INPUTS=(../fastqc/*.fq.gz)
fastqc ${INPUTS[$SLURM_ARRAY_TASK_ID]}

$ sbatch fastqc.sh
Submitted batch job 3161045

multiqc.sh

#!/bin/bash
multiqc .

sbatch --dependency=afterok:3161045 multiqc.sh

ntasks#

--nodes/-N: number of nodes (default is 1)
--ntasks/-n: number of tasks (default is 1)

$ srun hostname
cpu-node-1
$ srun --ntasks 2 hostname
cpu-node-1
cpu-node-1
$ srun --nodes 2 --ntasks 2 hostname
cpu-node-1
cpu-node-2

Example:

#!/bin/bash
#SBATCH --ntasks=3

INPUTS=(../fastqc/*.fq.gz)
for INPUT in "${INPUTS[@]}"; do
     srun --ntasks=1 fastqc $INPUT &
done

wait
srun --ntasks=1 multiqc .

MPI#

--ntasks=<number>, -n

Declaration of the number of parallel tasks (default 1)

For srun: Specify the number of tasks to run. Request that srun allocate resources for ntasks tasks. The default is one task per node, but note that the --cpus-per-task option will change this default. This option applies to job and step allocations.

For sbatch: sbatch does not launch tasks, it requests an allocation of resources and submits a batch script. This option advises the Slurm controller that job steps run within the allocation will launch a maximum of number tasks and to provide for sufficient resources. The default is one task per node, but note that the --cpus-per-task option will change this default.

--cpus-per-task=<ncpus>, --cpus, ``-c

Request a number of CPUs par tasks (default 1) (Cf ntask)

--nodes=<minnodes[-maxnodes]>, -N

Request that a minimum of minnodes nodes be allocated to this job (Cf ntask)

--ntasks vs --cpus-per-task

If it's still confusing, please have a look at this thread of discussion: here

Hyperthreading#

Since may 2025, we have disabled the hyperthreading by default on our nodes.

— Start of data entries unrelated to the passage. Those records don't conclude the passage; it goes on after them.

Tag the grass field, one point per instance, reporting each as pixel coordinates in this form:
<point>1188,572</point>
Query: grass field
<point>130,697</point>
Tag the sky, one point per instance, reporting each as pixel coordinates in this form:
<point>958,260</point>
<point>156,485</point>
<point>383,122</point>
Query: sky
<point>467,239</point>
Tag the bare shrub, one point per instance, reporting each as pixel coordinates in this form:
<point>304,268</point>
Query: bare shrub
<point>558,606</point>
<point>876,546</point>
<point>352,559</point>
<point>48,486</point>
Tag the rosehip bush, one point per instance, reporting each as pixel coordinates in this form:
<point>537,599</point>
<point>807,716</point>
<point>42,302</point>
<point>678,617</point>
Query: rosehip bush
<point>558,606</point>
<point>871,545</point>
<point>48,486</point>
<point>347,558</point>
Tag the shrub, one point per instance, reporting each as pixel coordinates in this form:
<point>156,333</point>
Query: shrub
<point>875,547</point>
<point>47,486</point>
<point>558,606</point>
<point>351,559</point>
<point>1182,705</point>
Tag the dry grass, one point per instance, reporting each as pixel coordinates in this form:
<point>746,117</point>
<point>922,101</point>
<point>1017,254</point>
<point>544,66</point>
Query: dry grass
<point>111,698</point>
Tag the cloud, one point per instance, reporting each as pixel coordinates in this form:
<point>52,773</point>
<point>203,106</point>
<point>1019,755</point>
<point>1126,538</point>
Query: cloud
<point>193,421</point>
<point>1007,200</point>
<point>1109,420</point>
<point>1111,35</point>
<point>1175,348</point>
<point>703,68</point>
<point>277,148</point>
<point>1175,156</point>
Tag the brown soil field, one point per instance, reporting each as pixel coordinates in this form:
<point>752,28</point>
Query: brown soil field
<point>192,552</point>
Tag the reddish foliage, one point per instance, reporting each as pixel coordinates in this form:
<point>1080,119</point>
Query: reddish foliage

As a consequence, the number of appararent CPU available is divided by two BUT according to our benchmark, the processing time of a job is divided by two for the CPU intensive jobs.

Enable hyperthreading#

For some case, you may want to enable hyperthreading.

For example, if you are running a lot of I/O bound jobs, you may want to enable hyperthreading to increase the number of jobs that can run concurrently.

This can help to improve the overall performance of the system and reduce the amount of time that jobs spend waiting for resources.

If you want to enable hyperthreading, you can do it by adding the following line in your script:

#SBATCH --hint=multithread

Or set this environment variable:

export SLURM_HINT=multithread